Beyond binarity: Semidefinite programming for ternary quadratic problems

TL;DR

This paper introduces a novel semidefinite programming framework for solving ternary quadratic problems with variables in {0, ±1}, providing an exact solution approach and demonstrating its effectiveness through computational experiments.

Contribution

The paper develops the first dedicated ternary SDP formulation, strengthening techniques, and a branch-and-bound algorithm for solving TQPs exactly.

Findings

The proposed algorithm effectively solves various TQP instances.

Strengthened SDP relaxations improve solution quality.

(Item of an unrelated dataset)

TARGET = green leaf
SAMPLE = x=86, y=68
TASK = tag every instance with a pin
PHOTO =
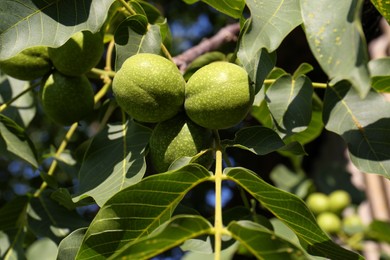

Computational results show the approach's practical efficiency.

Abstract

We study the ternary quadratic problem (TQP), a quadratic optimization problem with linear constraints where the variables take values in $\{0, \pm 1\}$. While semidefinite programming (SDP) techniques are well established for $\{0,1\}$- and $\{\pm 1\}$-valued quadratic problems, no dedicated integer semidefinite programming framework exists for the ternary case. In this paper, we introduce a ternary SDP formulation for the TQP that forms the basis of an exact solution approach. We derive new theoretical insights in rank-one ternary positive semidefinite matrices, which lead to a basic SDP relaxation that is further strengthened by valid triangle, RLT, split and $k$-gonal inequalities. These are embedded in a tailored branch-and-bound algorithm that iteratively solves strengthened SDPs, separates violated inequalities, applies a ternary branching strategy and computes high-quality feasible solutions. We test our algorithm on TQP variations motivated by practice, including unconstrained, linearly constrained and quadratic ratio problems. Computational results on these instances demonstrate the effectiveness of the proposed algorithm.